Gillette puts Indian barbershop girls front and centre of new gender stereotype campaign

Gillette is aiming to address gender stereotypes in India with its latest campaign, featuring the barbershop girls of India.

Created by Grey, the film titled #ShavingStereotypes is based on the insight ‘children always learn from what they see’. It tells the story of two barbershop girls, 18-year-old Jyoti and 16-year-old Neha, from the village of Banwari Tola in Uttar Pradesh, and an eight-year-old boy whose thoughts are summed up from everything that he witnesses around him as he notices how gender roles are clearly defined in society.

When the young boy accompanies his father to a barbershop and to his surprise, sees two girls ready to shave his father, the boy is puzzled and asks his father why girls can shave men’s hair.

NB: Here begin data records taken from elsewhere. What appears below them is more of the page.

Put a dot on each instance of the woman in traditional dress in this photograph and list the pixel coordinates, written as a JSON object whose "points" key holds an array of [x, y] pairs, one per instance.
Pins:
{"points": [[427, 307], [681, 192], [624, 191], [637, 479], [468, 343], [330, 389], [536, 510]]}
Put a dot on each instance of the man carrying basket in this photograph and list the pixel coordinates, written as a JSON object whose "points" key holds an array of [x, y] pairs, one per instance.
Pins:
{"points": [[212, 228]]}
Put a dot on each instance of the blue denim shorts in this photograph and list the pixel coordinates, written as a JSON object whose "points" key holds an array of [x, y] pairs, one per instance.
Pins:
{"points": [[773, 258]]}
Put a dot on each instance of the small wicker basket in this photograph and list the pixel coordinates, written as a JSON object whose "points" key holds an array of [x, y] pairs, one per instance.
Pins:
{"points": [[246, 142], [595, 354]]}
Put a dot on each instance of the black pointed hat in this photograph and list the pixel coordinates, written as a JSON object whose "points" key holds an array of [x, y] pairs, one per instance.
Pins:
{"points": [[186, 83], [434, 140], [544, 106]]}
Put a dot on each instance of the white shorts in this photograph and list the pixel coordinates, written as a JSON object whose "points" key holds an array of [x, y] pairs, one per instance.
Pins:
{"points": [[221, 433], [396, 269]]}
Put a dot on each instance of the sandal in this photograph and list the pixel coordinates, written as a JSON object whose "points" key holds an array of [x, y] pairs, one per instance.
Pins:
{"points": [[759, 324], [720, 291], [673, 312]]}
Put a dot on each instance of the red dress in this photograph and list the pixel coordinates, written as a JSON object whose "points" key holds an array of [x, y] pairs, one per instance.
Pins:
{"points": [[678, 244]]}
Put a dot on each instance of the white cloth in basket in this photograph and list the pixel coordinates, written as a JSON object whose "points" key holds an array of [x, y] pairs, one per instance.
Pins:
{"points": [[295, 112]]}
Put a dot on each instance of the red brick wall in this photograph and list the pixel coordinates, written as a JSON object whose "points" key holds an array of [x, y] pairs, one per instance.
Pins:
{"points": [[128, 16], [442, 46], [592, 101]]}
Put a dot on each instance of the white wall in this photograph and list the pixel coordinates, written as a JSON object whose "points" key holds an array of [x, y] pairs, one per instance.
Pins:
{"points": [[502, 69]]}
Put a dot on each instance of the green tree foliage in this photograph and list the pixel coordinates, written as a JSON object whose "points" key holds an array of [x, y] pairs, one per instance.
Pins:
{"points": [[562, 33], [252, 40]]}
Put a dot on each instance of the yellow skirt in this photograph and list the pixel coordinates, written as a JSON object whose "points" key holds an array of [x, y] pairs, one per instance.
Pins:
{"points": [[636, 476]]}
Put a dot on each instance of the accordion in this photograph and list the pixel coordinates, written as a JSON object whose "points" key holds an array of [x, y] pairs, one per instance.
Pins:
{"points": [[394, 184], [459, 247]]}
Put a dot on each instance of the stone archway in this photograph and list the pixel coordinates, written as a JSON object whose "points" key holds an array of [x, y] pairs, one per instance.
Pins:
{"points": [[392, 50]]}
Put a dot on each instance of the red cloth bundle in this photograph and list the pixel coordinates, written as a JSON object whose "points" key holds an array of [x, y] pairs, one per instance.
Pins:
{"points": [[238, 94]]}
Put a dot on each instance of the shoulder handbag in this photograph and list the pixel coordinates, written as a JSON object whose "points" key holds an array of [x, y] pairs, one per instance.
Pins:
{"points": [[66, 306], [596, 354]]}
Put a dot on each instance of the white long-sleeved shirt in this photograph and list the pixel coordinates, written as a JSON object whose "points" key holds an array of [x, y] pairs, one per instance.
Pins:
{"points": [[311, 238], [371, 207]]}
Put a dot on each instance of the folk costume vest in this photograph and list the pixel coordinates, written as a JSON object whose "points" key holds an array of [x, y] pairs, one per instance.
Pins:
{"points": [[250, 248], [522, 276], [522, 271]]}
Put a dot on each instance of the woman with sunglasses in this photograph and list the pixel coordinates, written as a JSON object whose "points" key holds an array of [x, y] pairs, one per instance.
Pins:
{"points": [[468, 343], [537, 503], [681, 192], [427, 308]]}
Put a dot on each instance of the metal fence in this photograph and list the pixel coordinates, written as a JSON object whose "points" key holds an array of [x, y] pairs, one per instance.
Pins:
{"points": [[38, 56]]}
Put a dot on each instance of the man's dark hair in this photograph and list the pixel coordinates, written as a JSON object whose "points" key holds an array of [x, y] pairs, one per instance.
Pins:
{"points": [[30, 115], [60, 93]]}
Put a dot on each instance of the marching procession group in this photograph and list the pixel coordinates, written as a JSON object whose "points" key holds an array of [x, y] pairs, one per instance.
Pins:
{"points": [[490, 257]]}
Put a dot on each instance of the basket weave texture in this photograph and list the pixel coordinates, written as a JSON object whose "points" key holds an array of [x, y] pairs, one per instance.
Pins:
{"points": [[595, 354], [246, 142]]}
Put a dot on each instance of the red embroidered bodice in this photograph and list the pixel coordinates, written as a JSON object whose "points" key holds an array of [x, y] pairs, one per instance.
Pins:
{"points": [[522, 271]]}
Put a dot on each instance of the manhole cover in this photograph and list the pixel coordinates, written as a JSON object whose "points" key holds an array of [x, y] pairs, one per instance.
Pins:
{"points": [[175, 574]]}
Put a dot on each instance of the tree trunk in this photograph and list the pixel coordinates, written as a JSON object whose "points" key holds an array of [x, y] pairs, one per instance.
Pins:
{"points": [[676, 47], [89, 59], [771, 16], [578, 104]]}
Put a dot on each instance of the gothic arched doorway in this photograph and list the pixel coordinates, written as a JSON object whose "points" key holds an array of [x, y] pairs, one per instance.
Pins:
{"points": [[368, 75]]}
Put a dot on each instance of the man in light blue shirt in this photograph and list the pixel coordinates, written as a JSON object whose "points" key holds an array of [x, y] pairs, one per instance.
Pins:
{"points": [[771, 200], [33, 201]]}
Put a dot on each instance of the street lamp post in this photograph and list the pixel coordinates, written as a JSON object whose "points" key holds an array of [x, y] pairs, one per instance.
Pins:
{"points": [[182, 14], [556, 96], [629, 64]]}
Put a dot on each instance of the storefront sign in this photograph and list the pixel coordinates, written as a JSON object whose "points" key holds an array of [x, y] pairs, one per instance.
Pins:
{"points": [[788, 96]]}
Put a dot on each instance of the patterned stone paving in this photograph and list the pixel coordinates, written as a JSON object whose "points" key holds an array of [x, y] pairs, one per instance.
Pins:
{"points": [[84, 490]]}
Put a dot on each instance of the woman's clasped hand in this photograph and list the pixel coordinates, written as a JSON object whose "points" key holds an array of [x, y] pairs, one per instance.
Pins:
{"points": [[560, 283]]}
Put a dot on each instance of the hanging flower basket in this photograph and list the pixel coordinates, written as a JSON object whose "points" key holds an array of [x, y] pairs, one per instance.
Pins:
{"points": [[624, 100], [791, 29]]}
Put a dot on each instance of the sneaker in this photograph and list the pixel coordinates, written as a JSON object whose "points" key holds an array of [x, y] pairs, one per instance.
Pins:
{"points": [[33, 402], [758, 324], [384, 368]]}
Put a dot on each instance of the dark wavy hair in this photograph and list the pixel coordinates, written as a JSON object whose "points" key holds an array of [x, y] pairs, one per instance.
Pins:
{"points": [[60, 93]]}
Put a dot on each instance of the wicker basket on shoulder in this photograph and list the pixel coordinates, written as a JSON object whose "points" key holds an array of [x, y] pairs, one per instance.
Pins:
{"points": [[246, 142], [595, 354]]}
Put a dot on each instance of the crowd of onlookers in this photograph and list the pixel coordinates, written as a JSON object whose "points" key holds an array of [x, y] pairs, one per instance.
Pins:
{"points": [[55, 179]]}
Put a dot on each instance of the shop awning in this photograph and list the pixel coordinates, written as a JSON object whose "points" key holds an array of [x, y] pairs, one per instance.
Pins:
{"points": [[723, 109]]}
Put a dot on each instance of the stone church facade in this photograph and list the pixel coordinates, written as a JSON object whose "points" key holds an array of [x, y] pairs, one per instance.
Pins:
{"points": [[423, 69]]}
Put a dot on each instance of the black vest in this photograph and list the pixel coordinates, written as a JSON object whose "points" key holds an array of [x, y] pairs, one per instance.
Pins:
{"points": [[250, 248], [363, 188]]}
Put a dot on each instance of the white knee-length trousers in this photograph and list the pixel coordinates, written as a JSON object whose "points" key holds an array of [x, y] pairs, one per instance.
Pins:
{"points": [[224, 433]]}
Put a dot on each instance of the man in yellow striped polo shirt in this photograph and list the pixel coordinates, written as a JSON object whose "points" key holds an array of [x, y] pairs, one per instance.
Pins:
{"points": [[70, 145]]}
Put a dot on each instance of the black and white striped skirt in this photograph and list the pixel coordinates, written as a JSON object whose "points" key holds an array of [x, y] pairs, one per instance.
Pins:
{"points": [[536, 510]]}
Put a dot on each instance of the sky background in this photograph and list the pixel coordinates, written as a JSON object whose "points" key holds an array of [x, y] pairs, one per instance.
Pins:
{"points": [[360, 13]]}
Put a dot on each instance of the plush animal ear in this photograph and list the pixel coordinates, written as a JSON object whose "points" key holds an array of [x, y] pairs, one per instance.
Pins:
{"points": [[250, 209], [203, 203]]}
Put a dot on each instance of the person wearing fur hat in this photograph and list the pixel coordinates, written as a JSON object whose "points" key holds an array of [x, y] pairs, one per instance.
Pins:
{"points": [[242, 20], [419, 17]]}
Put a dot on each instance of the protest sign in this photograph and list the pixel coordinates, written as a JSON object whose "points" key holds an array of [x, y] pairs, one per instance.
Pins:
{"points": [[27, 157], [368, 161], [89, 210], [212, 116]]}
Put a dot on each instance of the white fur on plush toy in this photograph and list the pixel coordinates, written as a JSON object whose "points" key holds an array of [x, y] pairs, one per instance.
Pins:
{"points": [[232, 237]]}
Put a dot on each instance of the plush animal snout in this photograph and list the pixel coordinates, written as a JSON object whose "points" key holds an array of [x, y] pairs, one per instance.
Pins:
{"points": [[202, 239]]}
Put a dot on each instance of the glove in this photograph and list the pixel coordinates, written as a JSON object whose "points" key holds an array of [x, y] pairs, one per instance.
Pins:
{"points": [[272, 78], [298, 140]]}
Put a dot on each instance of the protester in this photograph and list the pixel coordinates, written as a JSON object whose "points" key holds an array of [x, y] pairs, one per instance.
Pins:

The father pauses before addressing the prejudice effect and subliminal patriarchy has on the young boy’s mind, responding that a razor wouldn’t know the difference between a boy and a girl.

The film then moves to the two sisters Jyoti and Neha Narayan, showing how they have challenged gender stereotyping often found in Indian villages by running their father’s barbershop.

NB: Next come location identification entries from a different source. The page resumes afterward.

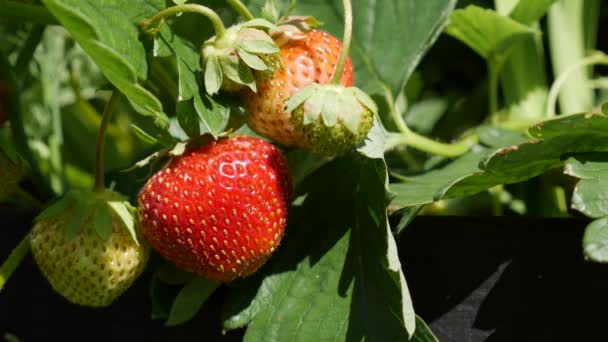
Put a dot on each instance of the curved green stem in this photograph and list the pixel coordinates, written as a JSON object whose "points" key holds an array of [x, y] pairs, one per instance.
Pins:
{"points": [[26, 12], [425, 144], [594, 59], [346, 40], [18, 131], [105, 120], [241, 9], [14, 260], [215, 19]]}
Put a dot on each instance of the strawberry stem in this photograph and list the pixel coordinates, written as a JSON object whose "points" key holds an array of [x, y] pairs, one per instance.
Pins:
{"points": [[215, 19], [14, 260], [348, 33], [241, 9], [103, 127]]}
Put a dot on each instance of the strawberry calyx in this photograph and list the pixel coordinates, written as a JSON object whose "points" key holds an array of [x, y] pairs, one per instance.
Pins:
{"points": [[293, 28], [85, 205], [334, 118], [233, 60]]}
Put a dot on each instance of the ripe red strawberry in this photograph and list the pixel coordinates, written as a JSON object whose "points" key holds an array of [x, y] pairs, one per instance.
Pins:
{"points": [[311, 57], [219, 210]]}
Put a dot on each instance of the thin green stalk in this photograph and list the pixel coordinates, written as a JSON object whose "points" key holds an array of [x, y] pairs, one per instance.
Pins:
{"points": [[241, 9], [215, 19], [18, 131], [26, 12], [14, 260], [425, 144], [107, 112], [493, 78], [419, 142], [27, 51], [558, 84], [346, 40]]}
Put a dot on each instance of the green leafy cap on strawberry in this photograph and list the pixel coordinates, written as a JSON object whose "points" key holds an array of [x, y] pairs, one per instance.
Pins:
{"points": [[334, 118], [292, 28], [98, 206], [233, 60]]}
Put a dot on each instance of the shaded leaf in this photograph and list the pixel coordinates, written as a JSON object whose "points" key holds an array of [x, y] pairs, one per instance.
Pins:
{"points": [[595, 241], [190, 300], [485, 31], [108, 32], [337, 275]]}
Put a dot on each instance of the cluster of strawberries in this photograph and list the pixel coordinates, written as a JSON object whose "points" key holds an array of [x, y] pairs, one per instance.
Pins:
{"points": [[219, 210]]}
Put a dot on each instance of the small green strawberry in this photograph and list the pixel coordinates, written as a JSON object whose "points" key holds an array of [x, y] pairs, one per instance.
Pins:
{"points": [[86, 247], [243, 54], [334, 118]]}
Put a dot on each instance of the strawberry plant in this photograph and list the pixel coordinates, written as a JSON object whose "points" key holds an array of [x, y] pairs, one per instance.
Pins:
{"points": [[269, 155]]}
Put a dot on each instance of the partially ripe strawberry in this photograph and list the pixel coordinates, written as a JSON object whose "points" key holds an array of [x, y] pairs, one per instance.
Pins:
{"points": [[309, 57], [219, 210], [84, 248]]}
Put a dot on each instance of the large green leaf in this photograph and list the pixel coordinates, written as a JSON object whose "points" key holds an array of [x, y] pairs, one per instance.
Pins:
{"points": [[589, 195], [485, 31], [108, 32], [337, 275]]}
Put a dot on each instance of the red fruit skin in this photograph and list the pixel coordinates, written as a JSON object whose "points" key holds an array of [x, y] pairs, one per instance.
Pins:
{"points": [[218, 211], [313, 58]]}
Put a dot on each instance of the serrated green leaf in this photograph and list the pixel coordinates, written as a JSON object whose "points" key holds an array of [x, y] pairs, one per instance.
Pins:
{"points": [[527, 12], [298, 98], [188, 118], [190, 299], [339, 263], [108, 33], [76, 220], [143, 135], [595, 241], [213, 115], [121, 209], [237, 71], [422, 189], [213, 75], [485, 31], [103, 220], [59, 207], [351, 111], [578, 124], [499, 137], [252, 60]]}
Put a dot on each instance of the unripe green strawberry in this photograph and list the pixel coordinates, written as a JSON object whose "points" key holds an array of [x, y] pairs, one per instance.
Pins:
{"points": [[307, 57], [85, 250], [334, 118], [244, 54], [219, 210]]}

With their father and their fellow villagers support, the village is seen to be setting the right example and inspiring the next generation of men because children do learn from what they see.

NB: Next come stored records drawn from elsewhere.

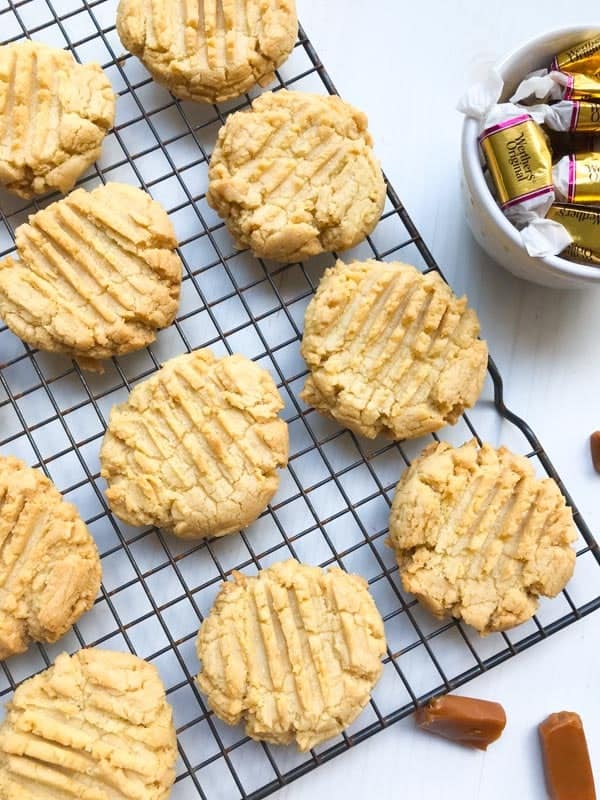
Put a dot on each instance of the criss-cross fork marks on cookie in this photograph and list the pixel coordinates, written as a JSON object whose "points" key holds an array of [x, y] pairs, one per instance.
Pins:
{"points": [[196, 448], [391, 351], [49, 566], [296, 176], [209, 50], [97, 276], [54, 115], [95, 725], [479, 537], [294, 651]]}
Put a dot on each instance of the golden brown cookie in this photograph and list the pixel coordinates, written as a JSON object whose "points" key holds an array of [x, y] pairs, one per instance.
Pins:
{"points": [[54, 115], [391, 351], [97, 276], [294, 652], [95, 726], [209, 51], [50, 569], [479, 537], [196, 447], [296, 176]]}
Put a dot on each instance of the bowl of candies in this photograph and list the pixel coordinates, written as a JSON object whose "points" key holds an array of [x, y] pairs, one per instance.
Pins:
{"points": [[531, 160]]}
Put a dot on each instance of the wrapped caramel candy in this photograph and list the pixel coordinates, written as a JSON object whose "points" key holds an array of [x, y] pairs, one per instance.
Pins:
{"points": [[546, 86], [583, 58], [576, 178], [583, 226], [520, 163], [563, 144], [575, 116]]}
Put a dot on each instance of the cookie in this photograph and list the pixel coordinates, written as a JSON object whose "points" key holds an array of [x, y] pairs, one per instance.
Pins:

“Neha & Jyoti and the entire village of Banwari Tola are an example of how when we take positive actions, we create meaningful change and set the right example for next generation,” said Karthik Srivatsan, the associate director and country category leader of shave care for the Indian Sub-Continent at Procter & Gamble.

“Gillette is proud to further enable their dream through our Saflta Apni Muthi Mein program (Safalta Apni Mutthi Mein). It’s time we acknowledge that brands, like ours, play a role in influencing culture. Our actions need to inspire us all to be better every day and to help create a new standard for boys to admire and for men to achieve. Because the boys of today are the men of tomorrow.”